08/25/2026, 04:37 AM business growth auto

Mate Rimac, qui a pris la direction de Bugatti en 2021, décrit le marché des supercars comme entrant dans sa 'phase de montre suisse', où les consommateurs les plus riches s'éloignent des véhicules électriques high-tech au profit de voitures classiques, mécaniquement complexes.

Il note que le marché automobile grand public est inondé de véhicules électriques abordables, notamment en provenance de Chine, tandis que le segment de luxe penche vers des moteurs à combustion interne traditionnels qui évoquent des connexions émotionnelles.

Les commentaires de Rimac établissent un parallèle entre les industries automobile et horlogère, où les montres mécaniques haut de gamme restent désirables malgré la prévalence des alternatives numériques.

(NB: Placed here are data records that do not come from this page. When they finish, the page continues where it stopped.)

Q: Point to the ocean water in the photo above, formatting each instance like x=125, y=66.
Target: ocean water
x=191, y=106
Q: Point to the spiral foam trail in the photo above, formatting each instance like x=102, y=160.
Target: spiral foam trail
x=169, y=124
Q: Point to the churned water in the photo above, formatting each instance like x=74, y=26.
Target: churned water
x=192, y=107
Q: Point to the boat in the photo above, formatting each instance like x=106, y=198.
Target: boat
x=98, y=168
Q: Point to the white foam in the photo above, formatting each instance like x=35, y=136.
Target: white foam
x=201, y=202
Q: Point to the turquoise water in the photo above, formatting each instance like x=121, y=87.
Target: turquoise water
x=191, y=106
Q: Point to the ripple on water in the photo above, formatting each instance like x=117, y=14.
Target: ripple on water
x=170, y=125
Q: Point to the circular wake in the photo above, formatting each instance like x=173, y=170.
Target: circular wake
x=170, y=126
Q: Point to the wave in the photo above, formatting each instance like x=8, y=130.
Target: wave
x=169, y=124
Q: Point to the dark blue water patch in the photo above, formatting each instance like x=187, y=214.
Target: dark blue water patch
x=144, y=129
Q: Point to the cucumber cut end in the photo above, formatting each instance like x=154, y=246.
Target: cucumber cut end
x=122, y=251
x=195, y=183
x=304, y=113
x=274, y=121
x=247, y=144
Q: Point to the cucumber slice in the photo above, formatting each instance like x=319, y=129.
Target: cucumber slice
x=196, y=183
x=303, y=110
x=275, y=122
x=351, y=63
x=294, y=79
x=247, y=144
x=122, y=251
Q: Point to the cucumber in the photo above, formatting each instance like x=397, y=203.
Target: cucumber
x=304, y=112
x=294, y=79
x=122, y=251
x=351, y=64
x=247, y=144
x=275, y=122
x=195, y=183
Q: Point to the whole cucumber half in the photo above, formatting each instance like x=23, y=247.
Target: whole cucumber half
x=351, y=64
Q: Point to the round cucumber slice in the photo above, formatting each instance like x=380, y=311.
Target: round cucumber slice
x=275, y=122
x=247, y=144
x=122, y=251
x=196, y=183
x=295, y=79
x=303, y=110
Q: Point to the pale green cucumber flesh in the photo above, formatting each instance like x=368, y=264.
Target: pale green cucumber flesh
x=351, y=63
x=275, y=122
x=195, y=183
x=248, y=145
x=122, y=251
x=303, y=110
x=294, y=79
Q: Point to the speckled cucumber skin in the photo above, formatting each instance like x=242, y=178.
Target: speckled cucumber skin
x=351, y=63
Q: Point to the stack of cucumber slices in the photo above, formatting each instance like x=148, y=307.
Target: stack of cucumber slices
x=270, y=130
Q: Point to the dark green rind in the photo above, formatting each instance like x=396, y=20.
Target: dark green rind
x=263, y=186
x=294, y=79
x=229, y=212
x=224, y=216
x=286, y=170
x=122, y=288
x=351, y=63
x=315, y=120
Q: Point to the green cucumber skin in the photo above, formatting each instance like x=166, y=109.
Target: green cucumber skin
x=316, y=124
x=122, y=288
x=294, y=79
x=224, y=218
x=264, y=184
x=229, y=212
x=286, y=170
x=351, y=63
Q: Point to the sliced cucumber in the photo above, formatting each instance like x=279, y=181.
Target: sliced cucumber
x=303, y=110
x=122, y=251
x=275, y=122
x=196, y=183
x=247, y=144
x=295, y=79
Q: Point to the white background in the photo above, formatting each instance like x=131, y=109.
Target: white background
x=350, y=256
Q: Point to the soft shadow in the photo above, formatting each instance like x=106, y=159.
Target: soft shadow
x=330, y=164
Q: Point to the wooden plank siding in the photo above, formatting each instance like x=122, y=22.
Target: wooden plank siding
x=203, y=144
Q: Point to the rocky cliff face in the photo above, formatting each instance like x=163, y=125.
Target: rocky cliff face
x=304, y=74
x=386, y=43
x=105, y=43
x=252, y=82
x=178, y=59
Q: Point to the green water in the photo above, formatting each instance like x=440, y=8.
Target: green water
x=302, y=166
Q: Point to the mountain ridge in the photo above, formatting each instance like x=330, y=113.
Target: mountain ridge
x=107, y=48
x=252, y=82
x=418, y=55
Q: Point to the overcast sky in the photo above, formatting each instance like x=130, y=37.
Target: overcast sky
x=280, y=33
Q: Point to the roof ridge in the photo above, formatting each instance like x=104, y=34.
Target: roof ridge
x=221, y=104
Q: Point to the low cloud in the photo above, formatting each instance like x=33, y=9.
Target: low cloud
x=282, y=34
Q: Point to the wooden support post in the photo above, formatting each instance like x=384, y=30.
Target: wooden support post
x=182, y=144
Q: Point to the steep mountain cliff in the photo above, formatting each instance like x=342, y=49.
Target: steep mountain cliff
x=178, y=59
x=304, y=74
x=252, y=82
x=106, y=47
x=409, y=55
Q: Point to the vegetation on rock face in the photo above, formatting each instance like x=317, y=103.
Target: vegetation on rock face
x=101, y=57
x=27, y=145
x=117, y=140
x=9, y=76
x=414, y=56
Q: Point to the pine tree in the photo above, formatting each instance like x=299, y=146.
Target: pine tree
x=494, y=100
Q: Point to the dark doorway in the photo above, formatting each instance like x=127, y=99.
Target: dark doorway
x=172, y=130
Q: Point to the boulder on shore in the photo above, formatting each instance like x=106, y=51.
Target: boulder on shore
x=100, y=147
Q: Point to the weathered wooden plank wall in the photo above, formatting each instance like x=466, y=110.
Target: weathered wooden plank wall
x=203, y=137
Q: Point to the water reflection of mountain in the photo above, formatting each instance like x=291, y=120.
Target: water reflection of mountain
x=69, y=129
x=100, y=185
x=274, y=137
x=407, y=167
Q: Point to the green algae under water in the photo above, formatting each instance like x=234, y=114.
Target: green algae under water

Le dernier modèle de Bugatti, le Tourbillon hybride, est équipé d'un moteur V16 de 8,3 litres produisant 1 800 chevaux et est proposé à environ 4,5 millions de dollars, les clients dépensant souvent entre 600 000 et 700 000 dollars supplémentaires pour des personnalisations. Cette tendance vers la personnalisation devient un moteur de profit significatif pour les fabricants de supercars.

Rimac a également mentionné que la production de Bugatti restera limitée à des chiffres à trois chiffres pour maintenir l'exclusivité, et la société a déclaré des bénéfices de 200 millions d'euros (environ 233 millions de dollars) l'année dernière.

Suite à la vente par Porsche AG de sa participation de 45 % dans Bugatti Rimac, Rimac a indiqué que la valorisation de l'entreprise dépasse 2 milliards de dollars. Il vise à créer les voitures les plus excitantes et rentables tout en soulignant l'importance de l'artisanat humain à une époque dominée par la technologie.